Bu kadar kısa sürede işlerin bu kadar denk gitmesinde babamızdan aldığımız nasihatlar çok etkili olmuştu.Özellikle doğruluk,dürüstlük borcuna sadakat,gibi nasihatlarını iyi tutmuş ve uygulamıştık.Bİze her zaman ,hiçbir alacaklınız kapınıza 2 kere gelmesin , hiçbir borçlunuzu 2 kere sıkıştırmayın derdi.Öyleki kalp krizi geçirdiği zaman başımıza gelen bir olay kulağıma her zaman küpedir.

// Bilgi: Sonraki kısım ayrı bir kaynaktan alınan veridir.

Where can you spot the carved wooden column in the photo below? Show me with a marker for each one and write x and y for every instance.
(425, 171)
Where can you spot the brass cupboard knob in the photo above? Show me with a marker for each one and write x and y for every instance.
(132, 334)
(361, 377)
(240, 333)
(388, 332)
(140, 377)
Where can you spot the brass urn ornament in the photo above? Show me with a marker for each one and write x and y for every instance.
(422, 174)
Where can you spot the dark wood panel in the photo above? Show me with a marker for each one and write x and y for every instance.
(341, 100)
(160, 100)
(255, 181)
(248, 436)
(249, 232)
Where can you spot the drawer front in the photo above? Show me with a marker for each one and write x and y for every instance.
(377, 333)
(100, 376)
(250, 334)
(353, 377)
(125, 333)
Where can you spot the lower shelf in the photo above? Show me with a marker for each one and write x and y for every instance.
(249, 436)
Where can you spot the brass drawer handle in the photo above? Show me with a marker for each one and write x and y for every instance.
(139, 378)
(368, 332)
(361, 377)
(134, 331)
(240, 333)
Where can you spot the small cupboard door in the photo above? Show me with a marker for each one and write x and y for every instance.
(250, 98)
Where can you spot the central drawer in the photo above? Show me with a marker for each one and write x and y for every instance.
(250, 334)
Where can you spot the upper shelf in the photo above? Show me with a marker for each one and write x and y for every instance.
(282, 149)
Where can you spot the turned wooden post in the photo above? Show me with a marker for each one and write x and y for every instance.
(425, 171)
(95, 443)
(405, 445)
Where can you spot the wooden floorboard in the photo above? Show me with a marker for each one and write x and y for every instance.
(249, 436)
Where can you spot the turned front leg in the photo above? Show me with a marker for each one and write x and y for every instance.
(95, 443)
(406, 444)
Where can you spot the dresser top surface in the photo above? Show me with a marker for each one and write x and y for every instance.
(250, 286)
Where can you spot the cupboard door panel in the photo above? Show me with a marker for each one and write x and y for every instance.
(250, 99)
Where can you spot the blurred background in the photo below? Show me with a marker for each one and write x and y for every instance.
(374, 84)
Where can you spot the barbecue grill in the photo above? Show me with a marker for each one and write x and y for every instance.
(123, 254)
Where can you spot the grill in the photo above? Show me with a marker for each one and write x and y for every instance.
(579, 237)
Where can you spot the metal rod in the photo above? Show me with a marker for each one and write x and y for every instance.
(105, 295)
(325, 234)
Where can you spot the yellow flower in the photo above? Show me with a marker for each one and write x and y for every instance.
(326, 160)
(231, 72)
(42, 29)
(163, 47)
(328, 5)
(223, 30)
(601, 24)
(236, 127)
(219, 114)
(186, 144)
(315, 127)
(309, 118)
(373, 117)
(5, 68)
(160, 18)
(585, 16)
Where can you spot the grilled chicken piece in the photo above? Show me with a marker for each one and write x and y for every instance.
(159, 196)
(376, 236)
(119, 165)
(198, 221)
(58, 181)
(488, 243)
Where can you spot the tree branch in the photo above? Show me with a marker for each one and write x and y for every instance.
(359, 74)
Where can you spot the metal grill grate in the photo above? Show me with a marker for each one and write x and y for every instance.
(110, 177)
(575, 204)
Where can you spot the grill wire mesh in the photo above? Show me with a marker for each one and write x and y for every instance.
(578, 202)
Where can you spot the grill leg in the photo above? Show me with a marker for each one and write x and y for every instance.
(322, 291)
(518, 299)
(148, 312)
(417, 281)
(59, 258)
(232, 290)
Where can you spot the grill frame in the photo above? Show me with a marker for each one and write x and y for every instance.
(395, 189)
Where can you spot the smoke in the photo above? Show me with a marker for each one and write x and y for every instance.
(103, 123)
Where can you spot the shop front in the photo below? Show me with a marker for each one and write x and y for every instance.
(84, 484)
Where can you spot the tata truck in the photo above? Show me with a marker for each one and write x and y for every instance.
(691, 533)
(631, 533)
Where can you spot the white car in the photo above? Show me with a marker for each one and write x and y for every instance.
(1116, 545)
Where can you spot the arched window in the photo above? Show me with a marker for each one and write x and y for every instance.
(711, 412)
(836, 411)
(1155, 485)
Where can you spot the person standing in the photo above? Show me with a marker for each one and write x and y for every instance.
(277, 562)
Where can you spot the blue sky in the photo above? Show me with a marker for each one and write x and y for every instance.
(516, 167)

Acil olarak hastaneye kaldırılmış yoğun bakımda hayat mücadelesi veriyordu.Doktor yanıma geldi ,yüzünü görünce eyvah dedim.Baban seni çağırıyor dedi.Steril bölgeye kıyafetleri giyerek girdim,babamın yanına yaklaştım doktorda yanımda.Koray dedi zor konuşuyordu.Yarın şirket çeki var şahsi hesaptan oraya para yolla çek karşılıksız kalmasın.Doktor şoka girdi adam ölüyorsun ne çeki bende vasiyetin yada son önemli birşey söyleyeceksin diye oğlunu buraya getirdim dedi.Babamda, doktor Allahın emri hepimiz öleceğiz ama borç beklemez dedi.Ben çıkarken ne yazık ki yan yataktaki adam hayata gözlerini yummuştu.Kalp hastanesindeki ilk krizin atlatılmasının beklendiği yer en çok ölümlerin olduğu yerdi. Neyse ki babamın 4 damarı değişmiş ve o hastaneden sağ salim sağlığına kavuşmuş şekilde çıkmıştı.